Youth unemployment is increasing according to figures from the International Labour Organization (ILO), with almost 73 million young people looking for work worldwide. Recently addressing the UN General Assembly’s Third Committee, youth representatives raised the questions of unemployment and underemployment as the biggest problem facing young people around the world today.
As the Third Committee of the UN General Assembly, which deals with social, humanitarian and cultural issues, began its session early October, some 28 Youth Delegates, representing 21 countries, took the floor to share some of the issues that concern them and their peers worldwide.
Under the Committee’s agenda item on “Social development, including questions relating to the world social situation and to youth, ageing, persons with disabilities and the family,” young people from around the world spoke candidly about the obstacles they face.
Agreeing that unemployment and underemployment is the biggest problem facing young people in developed and developing countries alike, they highlighted national as well as international challenges, also underscoring the importance of education in order to achieve the Millennium Development Goals (MDGs).
“We urge that you should get a fair and equal pay for equal work and that you should have a fair and equal chance to work for a living,” said Joel Linnainmäki, the youth delegate representing Finland. “We stand for a world in which you are judged by your personality and skills, not by your gender, religion or ethnicity and we stand proudly in solidarity with the HeForShe movement,” he said.
Being part of the generation that grew up alongside the MDGs, the youth representatives called on the international community to put the unfinished MDGs as the first priority in the post-2015 agenda.
Despite the many current challenges, Kenya’s youth representative Gladwell Wambui Kahara, expressed optimism about the future, referring to the elaboration of the Sustainable Development Goals (SDGs), providing an incentive for the post-2015 development agenda. ”The new framework with its ambitious goals and targets promises social justice and economic development especially for the youth,” Ms. Wambui Kahara said.
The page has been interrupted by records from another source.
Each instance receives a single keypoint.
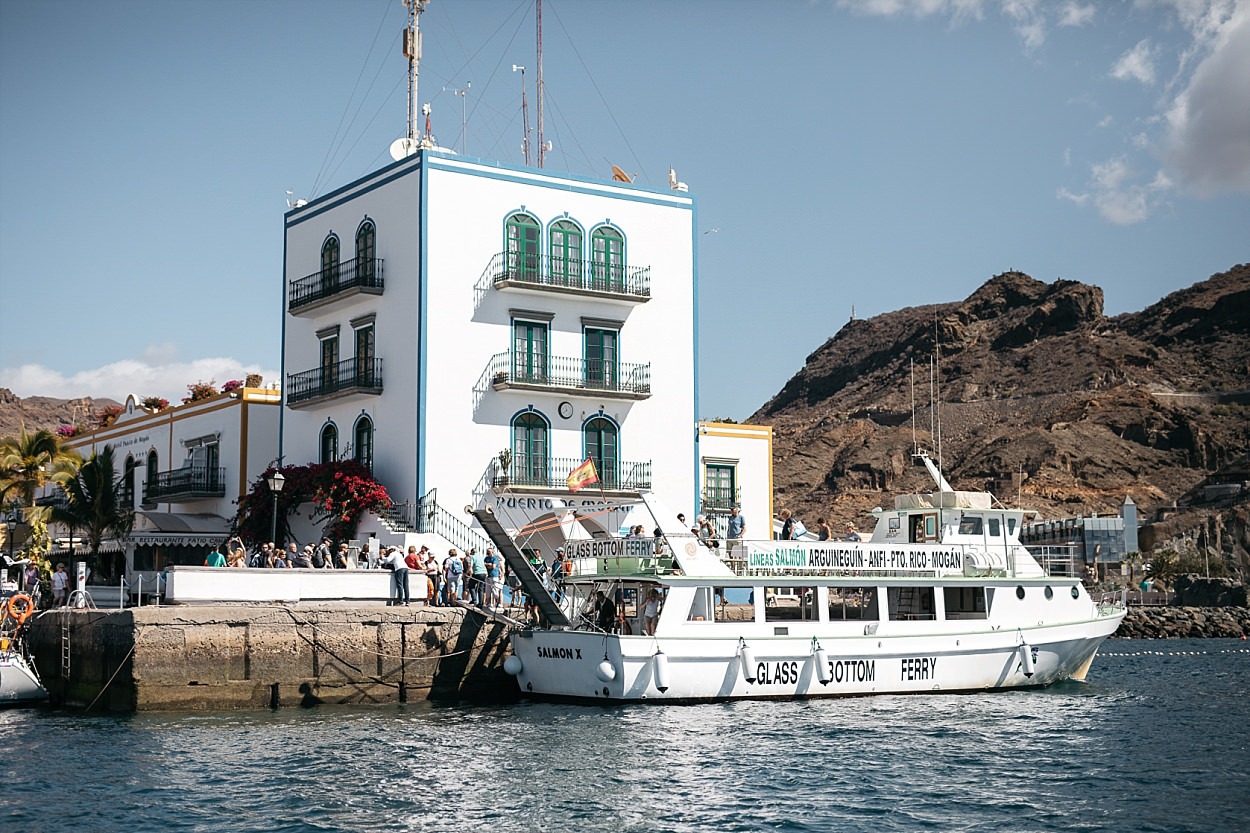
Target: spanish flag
(583, 475)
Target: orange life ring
(19, 608)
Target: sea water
(1158, 739)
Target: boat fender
(823, 672)
(19, 608)
(661, 671)
(1026, 659)
(748, 657)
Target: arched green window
(521, 248)
(330, 263)
(530, 463)
(565, 249)
(329, 443)
(366, 253)
(600, 442)
(608, 259)
(364, 452)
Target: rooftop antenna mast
(541, 144)
(525, 116)
(413, 53)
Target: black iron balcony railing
(340, 378)
(563, 374)
(553, 473)
(720, 498)
(189, 483)
(569, 274)
(360, 274)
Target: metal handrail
(358, 273)
(189, 480)
(553, 473)
(558, 273)
(513, 368)
(335, 378)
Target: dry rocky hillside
(1044, 400)
(45, 412)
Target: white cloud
(1208, 134)
(119, 379)
(1074, 14)
(1138, 64)
(1118, 193)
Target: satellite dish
(404, 148)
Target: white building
(188, 464)
(444, 310)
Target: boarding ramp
(531, 582)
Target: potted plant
(505, 462)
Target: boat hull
(19, 684)
(588, 666)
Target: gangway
(521, 568)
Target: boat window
(704, 607)
(964, 602)
(910, 603)
(790, 604)
(970, 525)
(853, 603)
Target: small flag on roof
(583, 475)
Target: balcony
(360, 275)
(720, 499)
(569, 375)
(335, 380)
(565, 275)
(543, 473)
(189, 483)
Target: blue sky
(846, 155)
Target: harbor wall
(258, 657)
(1184, 623)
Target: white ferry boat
(19, 683)
(941, 598)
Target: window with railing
(608, 259)
(565, 252)
(521, 247)
(530, 462)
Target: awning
(178, 529)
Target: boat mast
(541, 144)
(413, 53)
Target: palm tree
(95, 502)
(28, 463)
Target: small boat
(19, 682)
(940, 598)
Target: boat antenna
(539, 20)
(413, 53)
(938, 385)
(525, 116)
(911, 379)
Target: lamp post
(275, 485)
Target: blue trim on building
(423, 324)
(281, 365)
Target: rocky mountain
(45, 412)
(1043, 399)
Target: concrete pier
(275, 656)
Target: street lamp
(275, 484)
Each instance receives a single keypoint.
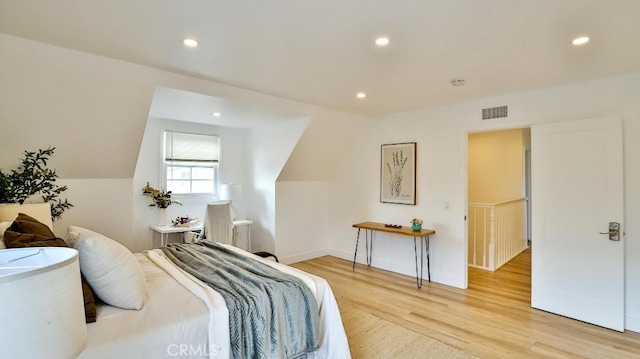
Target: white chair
(218, 227)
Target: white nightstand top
(172, 229)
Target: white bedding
(182, 318)
(333, 339)
(171, 316)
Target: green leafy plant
(34, 178)
(159, 197)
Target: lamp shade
(41, 303)
(231, 192)
(39, 211)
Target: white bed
(183, 318)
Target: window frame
(166, 164)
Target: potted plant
(31, 178)
(160, 199)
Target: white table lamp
(42, 313)
(231, 192)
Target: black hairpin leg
(415, 251)
(355, 253)
(369, 245)
(426, 238)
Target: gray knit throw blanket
(271, 314)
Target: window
(191, 163)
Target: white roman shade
(189, 147)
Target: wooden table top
(404, 230)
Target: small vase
(162, 217)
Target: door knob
(614, 231)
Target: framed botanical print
(398, 173)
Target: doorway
(498, 185)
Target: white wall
(95, 109)
(441, 134)
(302, 215)
(269, 148)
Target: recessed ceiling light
(190, 42)
(580, 40)
(382, 41)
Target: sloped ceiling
(322, 52)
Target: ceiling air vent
(494, 112)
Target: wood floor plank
(386, 316)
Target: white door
(577, 189)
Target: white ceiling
(182, 105)
(322, 52)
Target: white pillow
(3, 227)
(110, 268)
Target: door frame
(464, 163)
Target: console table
(423, 234)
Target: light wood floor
(491, 319)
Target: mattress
(184, 318)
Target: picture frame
(398, 173)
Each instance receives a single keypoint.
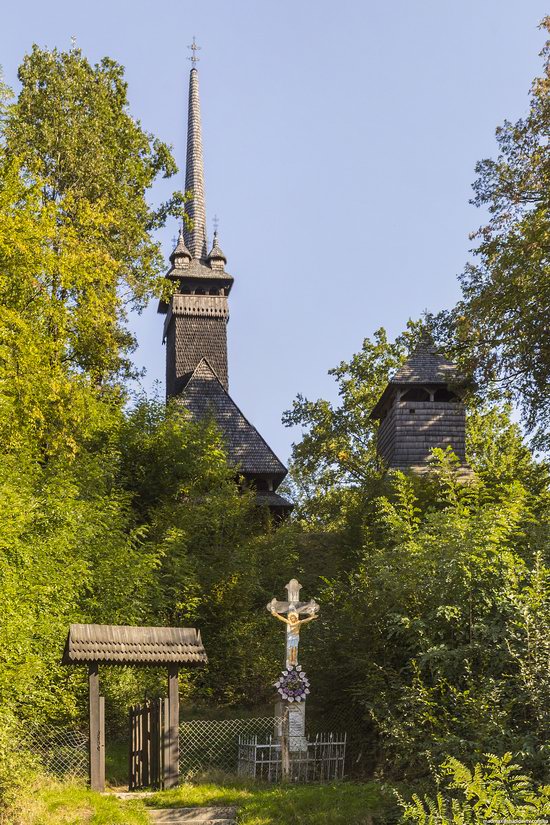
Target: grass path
(342, 803)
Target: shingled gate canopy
(124, 645)
(95, 644)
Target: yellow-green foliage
(495, 790)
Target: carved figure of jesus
(293, 624)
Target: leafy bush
(494, 791)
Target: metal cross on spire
(194, 49)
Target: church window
(416, 394)
(445, 395)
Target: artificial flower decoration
(293, 684)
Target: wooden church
(195, 331)
(421, 408)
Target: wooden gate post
(172, 768)
(96, 730)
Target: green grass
(56, 804)
(340, 803)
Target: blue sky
(340, 140)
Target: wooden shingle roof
(424, 366)
(204, 394)
(127, 645)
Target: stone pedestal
(296, 724)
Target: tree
(500, 329)
(70, 134)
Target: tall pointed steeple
(195, 238)
(195, 330)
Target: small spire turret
(216, 258)
(181, 256)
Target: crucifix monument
(292, 685)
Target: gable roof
(424, 366)
(127, 645)
(204, 394)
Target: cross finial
(194, 49)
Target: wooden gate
(149, 744)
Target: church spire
(195, 238)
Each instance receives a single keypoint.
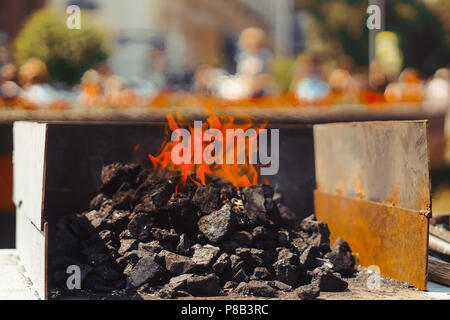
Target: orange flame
(240, 175)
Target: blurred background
(283, 54)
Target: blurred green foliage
(68, 53)
(421, 33)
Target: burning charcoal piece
(97, 201)
(242, 220)
(207, 198)
(217, 225)
(327, 280)
(287, 217)
(145, 271)
(118, 220)
(177, 264)
(308, 292)
(115, 174)
(182, 215)
(204, 256)
(97, 220)
(203, 286)
(341, 257)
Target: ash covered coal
(142, 234)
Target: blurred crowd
(316, 79)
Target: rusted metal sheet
(392, 238)
(377, 161)
(373, 190)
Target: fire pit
(165, 232)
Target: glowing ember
(200, 144)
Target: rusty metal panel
(377, 161)
(392, 238)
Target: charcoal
(254, 204)
(140, 225)
(236, 263)
(125, 234)
(127, 245)
(217, 225)
(230, 285)
(280, 285)
(283, 238)
(260, 273)
(287, 272)
(258, 289)
(207, 198)
(177, 264)
(201, 286)
(288, 255)
(327, 280)
(97, 259)
(163, 235)
(341, 257)
(243, 253)
(133, 257)
(115, 174)
(287, 217)
(143, 236)
(180, 282)
(266, 244)
(118, 220)
(221, 264)
(123, 200)
(267, 257)
(308, 292)
(97, 201)
(309, 256)
(242, 238)
(183, 244)
(93, 282)
(264, 234)
(240, 276)
(242, 220)
(227, 192)
(152, 246)
(97, 220)
(205, 256)
(182, 215)
(106, 235)
(107, 272)
(161, 193)
(145, 271)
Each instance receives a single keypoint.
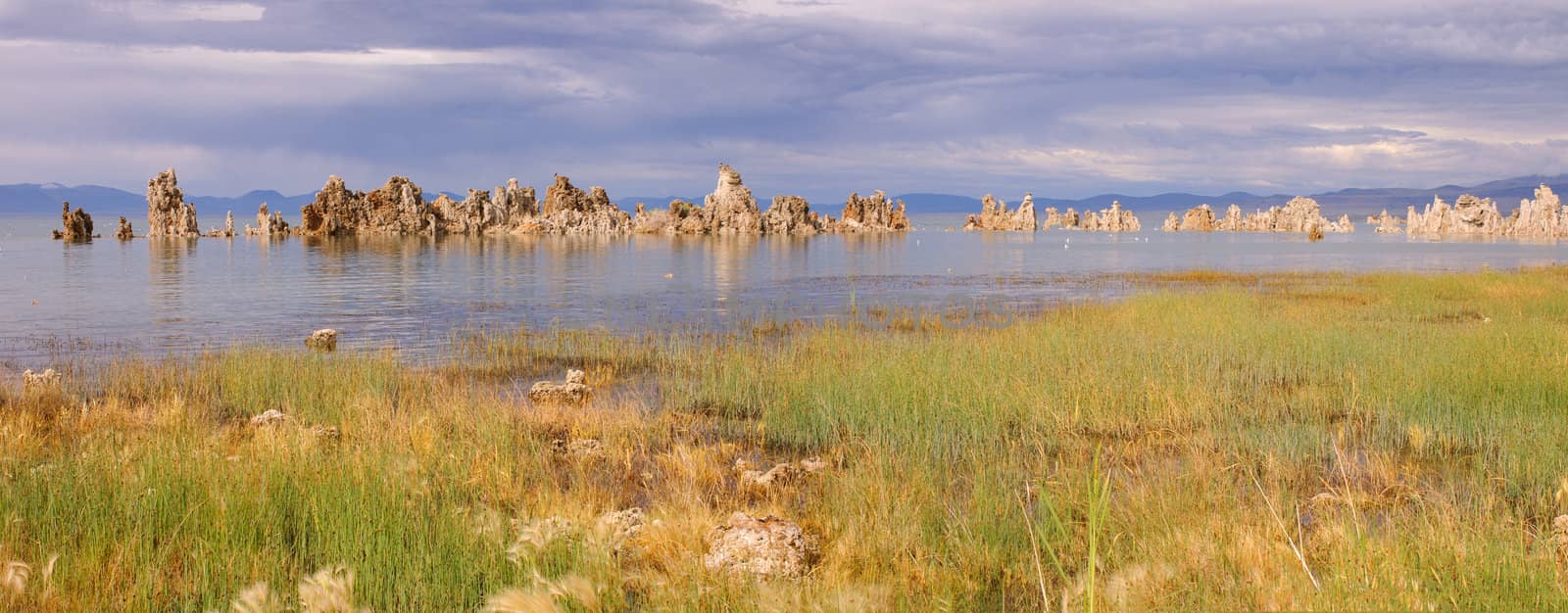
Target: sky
(1058, 98)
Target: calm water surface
(177, 295)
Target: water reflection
(413, 292)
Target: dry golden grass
(1277, 443)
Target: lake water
(174, 295)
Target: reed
(1215, 441)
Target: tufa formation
(169, 213)
(77, 224)
(996, 216)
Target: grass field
(1321, 441)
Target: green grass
(1305, 441)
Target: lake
(413, 294)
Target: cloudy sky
(1062, 98)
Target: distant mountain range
(46, 198)
(1353, 201)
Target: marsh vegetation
(1230, 441)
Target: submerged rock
(571, 391)
(1385, 223)
(77, 224)
(323, 339)
(576, 212)
(267, 223)
(334, 211)
(226, 231)
(1298, 215)
(1199, 218)
(1107, 219)
(872, 213)
(731, 208)
(791, 215)
(1542, 216)
(1053, 218)
(996, 216)
(762, 547)
(169, 213)
(1468, 215)
(1172, 223)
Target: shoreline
(1402, 425)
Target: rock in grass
(269, 417)
(569, 393)
(323, 339)
(47, 380)
(621, 527)
(577, 448)
(762, 547)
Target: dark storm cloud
(809, 98)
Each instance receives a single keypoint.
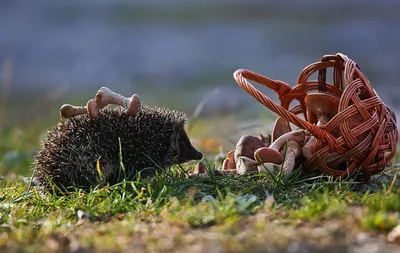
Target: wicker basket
(368, 134)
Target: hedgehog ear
(186, 151)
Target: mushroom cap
(134, 105)
(201, 168)
(268, 155)
(245, 164)
(93, 109)
(319, 104)
(229, 162)
(281, 126)
(66, 111)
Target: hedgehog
(100, 148)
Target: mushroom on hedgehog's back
(152, 139)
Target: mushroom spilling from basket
(343, 129)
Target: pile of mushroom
(286, 148)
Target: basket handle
(281, 88)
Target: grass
(173, 213)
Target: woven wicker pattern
(361, 137)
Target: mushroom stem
(293, 151)
(229, 162)
(105, 96)
(296, 135)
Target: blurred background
(178, 54)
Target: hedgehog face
(185, 150)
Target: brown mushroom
(245, 164)
(265, 138)
(246, 146)
(244, 153)
(321, 107)
(292, 152)
(281, 126)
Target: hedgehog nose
(198, 155)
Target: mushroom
(103, 98)
(246, 146)
(281, 126)
(68, 111)
(244, 152)
(272, 154)
(229, 162)
(292, 152)
(321, 107)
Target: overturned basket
(359, 138)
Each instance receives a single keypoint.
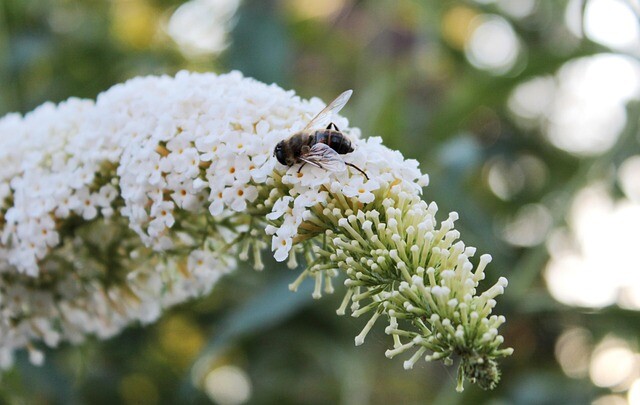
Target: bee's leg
(358, 169)
(305, 161)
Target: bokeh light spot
(228, 385)
(493, 45)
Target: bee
(319, 147)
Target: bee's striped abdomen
(335, 139)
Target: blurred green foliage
(414, 87)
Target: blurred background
(524, 112)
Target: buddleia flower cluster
(113, 210)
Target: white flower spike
(111, 211)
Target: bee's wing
(321, 155)
(333, 108)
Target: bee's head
(278, 152)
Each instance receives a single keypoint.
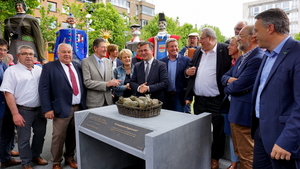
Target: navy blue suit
(241, 89)
(180, 81)
(157, 79)
(55, 89)
(279, 114)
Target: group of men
(262, 87)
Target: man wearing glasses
(208, 65)
(193, 44)
(20, 83)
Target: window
(144, 22)
(137, 10)
(65, 9)
(147, 10)
(120, 3)
(278, 5)
(38, 7)
(286, 6)
(53, 25)
(64, 25)
(52, 6)
(256, 10)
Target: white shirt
(114, 63)
(75, 99)
(206, 77)
(23, 84)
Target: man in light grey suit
(98, 76)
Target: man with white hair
(209, 64)
(193, 44)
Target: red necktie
(73, 81)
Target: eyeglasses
(27, 54)
(203, 38)
(3, 50)
(238, 29)
(241, 36)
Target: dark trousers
(212, 105)
(7, 133)
(263, 160)
(172, 102)
(36, 121)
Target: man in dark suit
(205, 71)
(238, 82)
(276, 95)
(150, 76)
(62, 93)
(176, 65)
(6, 121)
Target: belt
(28, 108)
(75, 105)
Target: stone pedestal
(175, 141)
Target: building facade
(291, 7)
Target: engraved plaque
(129, 134)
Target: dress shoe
(39, 161)
(232, 167)
(214, 164)
(56, 166)
(14, 153)
(72, 163)
(27, 167)
(11, 163)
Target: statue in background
(75, 37)
(160, 39)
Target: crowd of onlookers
(249, 85)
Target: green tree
(183, 31)
(105, 16)
(297, 36)
(48, 25)
(7, 9)
(220, 37)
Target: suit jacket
(157, 79)
(2, 98)
(223, 65)
(30, 27)
(180, 81)
(241, 89)
(56, 91)
(279, 120)
(76, 38)
(95, 82)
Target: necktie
(73, 81)
(146, 71)
(101, 64)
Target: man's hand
(143, 88)
(49, 114)
(18, 120)
(187, 102)
(191, 71)
(231, 79)
(128, 86)
(113, 82)
(279, 153)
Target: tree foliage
(297, 36)
(48, 25)
(220, 37)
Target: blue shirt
(172, 65)
(271, 58)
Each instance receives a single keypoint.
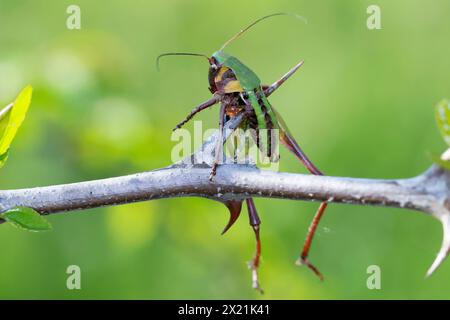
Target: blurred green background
(361, 106)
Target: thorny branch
(428, 192)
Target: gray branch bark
(428, 192)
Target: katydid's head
(226, 73)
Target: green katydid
(238, 89)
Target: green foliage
(11, 118)
(442, 113)
(26, 218)
(358, 107)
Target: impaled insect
(239, 90)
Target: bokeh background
(361, 106)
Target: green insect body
(238, 89)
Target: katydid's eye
(228, 74)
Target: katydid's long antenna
(178, 54)
(237, 35)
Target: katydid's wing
(289, 142)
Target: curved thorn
(445, 247)
(235, 210)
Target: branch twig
(428, 192)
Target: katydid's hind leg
(196, 110)
(255, 223)
(303, 259)
(293, 146)
(219, 144)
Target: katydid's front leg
(218, 156)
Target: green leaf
(442, 113)
(26, 218)
(440, 162)
(11, 118)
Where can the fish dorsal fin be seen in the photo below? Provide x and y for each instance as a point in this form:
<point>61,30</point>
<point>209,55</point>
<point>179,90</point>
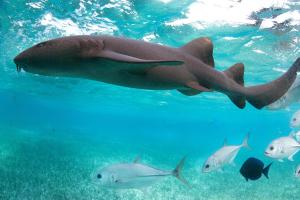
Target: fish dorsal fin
<point>201,48</point>
<point>116,61</point>
<point>137,159</point>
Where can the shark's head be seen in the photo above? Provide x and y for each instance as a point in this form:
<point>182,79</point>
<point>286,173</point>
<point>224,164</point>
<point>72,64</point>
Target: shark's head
<point>51,57</point>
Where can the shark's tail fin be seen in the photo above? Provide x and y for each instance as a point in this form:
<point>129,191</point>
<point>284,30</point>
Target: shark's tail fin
<point>177,171</point>
<point>262,95</point>
<point>266,170</point>
<point>236,72</point>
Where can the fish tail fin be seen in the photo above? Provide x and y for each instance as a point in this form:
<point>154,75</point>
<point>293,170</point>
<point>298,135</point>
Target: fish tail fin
<point>245,141</point>
<point>266,170</point>
<point>236,73</point>
<point>177,171</point>
<point>265,94</point>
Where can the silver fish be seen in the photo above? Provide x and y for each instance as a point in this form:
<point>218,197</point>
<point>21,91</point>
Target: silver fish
<point>135,175</point>
<point>283,147</point>
<point>223,156</point>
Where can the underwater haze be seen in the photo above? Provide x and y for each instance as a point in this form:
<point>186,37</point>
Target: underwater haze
<point>56,132</point>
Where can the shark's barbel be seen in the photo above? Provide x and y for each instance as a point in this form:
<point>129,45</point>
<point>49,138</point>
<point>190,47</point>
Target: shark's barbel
<point>138,64</point>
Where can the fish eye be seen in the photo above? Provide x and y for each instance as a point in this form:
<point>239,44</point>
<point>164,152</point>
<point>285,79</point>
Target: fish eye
<point>41,44</point>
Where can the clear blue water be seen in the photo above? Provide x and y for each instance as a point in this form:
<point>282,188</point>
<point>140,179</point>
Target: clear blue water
<point>55,132</point>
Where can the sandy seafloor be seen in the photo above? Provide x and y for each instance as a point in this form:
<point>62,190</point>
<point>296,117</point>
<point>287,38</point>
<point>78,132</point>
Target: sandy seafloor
<point>55,132</point>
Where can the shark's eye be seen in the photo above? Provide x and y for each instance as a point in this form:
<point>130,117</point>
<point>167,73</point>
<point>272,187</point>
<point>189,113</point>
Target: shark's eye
<point>41,44</point>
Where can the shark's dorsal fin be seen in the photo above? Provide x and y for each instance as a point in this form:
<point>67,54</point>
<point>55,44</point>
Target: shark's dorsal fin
<point>116,61</point>
<point>196,86</point>
<point>225,142</point>
<point>201,48</point>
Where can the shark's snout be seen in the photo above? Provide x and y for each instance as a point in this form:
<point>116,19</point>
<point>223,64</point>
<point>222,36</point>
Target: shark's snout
<point>21,60</point>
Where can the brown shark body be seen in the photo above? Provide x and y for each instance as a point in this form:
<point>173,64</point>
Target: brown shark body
<point>139,64</point>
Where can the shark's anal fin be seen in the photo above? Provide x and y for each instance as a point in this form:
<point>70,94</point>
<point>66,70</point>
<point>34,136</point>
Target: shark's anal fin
<point>117,61</point>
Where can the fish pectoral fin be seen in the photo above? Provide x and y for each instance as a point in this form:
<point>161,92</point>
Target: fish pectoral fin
<point>290,158</point>
<point>196,86</point>
<point>117,61</point>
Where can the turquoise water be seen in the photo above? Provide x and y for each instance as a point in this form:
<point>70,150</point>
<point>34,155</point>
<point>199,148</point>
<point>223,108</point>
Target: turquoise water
<point>55,132</point>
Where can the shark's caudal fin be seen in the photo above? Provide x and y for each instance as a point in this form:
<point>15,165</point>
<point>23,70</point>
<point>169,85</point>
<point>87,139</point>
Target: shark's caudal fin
<point>266,170</point>
<point>177,171</point>
<point>201,48</point>
<point>236,72</point>
<point>262,95</point>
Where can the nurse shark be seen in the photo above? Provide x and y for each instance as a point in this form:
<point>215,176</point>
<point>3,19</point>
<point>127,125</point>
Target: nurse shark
<point>139,64</point>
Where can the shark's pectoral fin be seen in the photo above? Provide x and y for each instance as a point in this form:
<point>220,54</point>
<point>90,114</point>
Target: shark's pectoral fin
<point>193,88</point>
<point>189,92</point>
<point>117,61</point>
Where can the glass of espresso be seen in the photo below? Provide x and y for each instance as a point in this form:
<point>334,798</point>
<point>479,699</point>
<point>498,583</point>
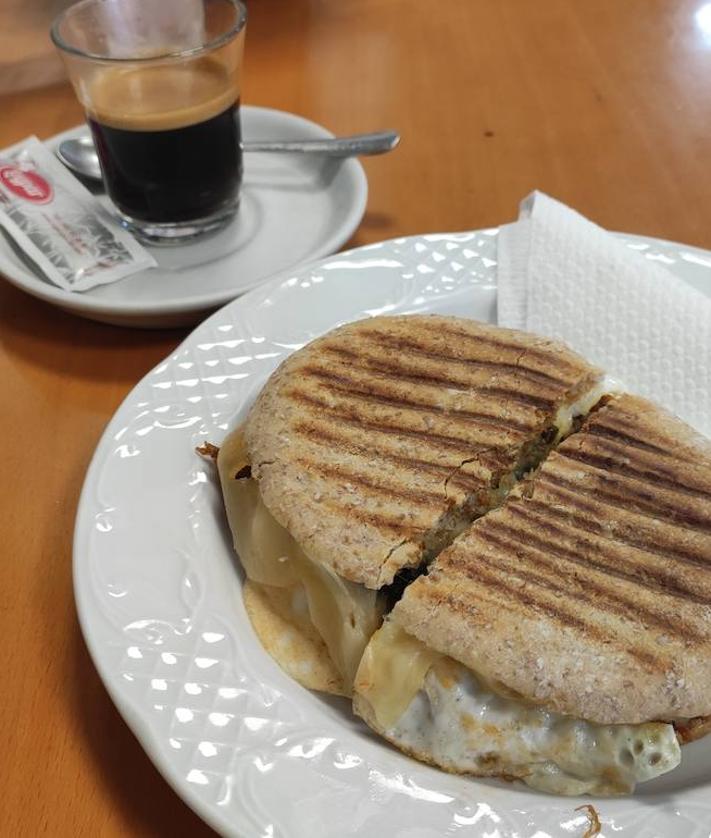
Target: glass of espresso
<point>160,83</point>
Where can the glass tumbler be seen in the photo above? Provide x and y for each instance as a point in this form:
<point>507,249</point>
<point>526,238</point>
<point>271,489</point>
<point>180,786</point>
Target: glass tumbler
<point>160,83</point>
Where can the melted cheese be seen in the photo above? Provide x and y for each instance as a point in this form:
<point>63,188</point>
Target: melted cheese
<point>344,613</point>
<point>445,713</point>
<point>392,671</point>
<point>568,412</point>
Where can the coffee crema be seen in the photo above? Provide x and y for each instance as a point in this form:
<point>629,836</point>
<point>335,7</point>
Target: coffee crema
<point>168,138</point>
<point>161,97</point>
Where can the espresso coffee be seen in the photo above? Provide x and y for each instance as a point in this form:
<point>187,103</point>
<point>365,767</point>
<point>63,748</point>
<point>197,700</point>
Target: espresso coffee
<point>168,138</point>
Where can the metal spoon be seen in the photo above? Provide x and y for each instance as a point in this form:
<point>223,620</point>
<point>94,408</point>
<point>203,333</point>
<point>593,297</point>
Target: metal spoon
<point>80,156</point>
Participation in decision-making is one of the key priority areas of the UN’s agenda on youth and the youth delegates represent one of the ways in which this ambition is being accomplished. Acting within a country’s official delegation to the UN, youth delegates provide input on youth issues and take part in the general work, attending meetings and informal negotiations. They can also participate in General Assembly meetings and attend functional Commissions of ECOSOC.
Highlighting the great potential of including youth, Finnish youth delegate Mr. Linnainmäki quoted Archimedes in his concluding remarks: “Give me a place to stand, and I shall move the world.”